Now 53, Derhak said he’s not looking to stretch those nights into the early morning anymore. “No. If we doing Jazz Fest or something like that, that’s just how it rolls there. I’m ancient, man. … I’m in bed by 11.”
moe. released its 12th studio album with “This Is Not, We Are” in 2020, and they’ve since continued their touring schedule. In May, they surprised local fans with a surprise one-off performance as Monkeys on Ecstasy, a use of alliteration as a wink and a nod to hardcore fans, at Empire Underground. The show sold out less than 48 hours from the announcement.
In 2017, he was diagnosed with nasopharyngeal cancer after a lymph node was removed from his neck. The band stopped performing, honoring a few shows scheduled with the Grateful Dead’s Phil Lesh, while he proceeded with chemotherapy and radiation treatments. Later that same year, his doctors declared him cancer-free. He’d still need to follow through with treatments over the next five years.
Derhak wasn’t asked about his cancer scare. It didn’t come up in conversation. Instead, we talked about longevity and life after music as a self-proclaimed “ancient” person.

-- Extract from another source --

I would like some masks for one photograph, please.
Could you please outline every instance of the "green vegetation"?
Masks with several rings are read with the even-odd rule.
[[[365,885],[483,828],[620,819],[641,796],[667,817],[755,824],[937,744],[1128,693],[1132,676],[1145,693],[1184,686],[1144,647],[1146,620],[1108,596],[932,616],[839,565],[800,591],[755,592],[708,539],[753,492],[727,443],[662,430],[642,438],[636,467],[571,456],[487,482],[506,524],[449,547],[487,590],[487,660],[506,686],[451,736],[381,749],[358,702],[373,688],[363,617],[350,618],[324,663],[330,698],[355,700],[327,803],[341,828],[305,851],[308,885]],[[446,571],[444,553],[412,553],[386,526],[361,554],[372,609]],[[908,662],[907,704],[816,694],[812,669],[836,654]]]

“Wait a minute. Did I say that?” he said, jokingly. After a fit of laughter, he said, “I don’t think I’ll ever not do this.” He points to Lesh, who at 82 continues to perform a handful of shows each year under Phil Lesh and Friends.
“I can see us going into our 70s, just going and playing a big festival or something. But I don’t think I’ll ever stop.
“I can’t imagine ever not playing.”
Derhak’s side band, Blue Star Radiation, is to play afterward at The Hollow.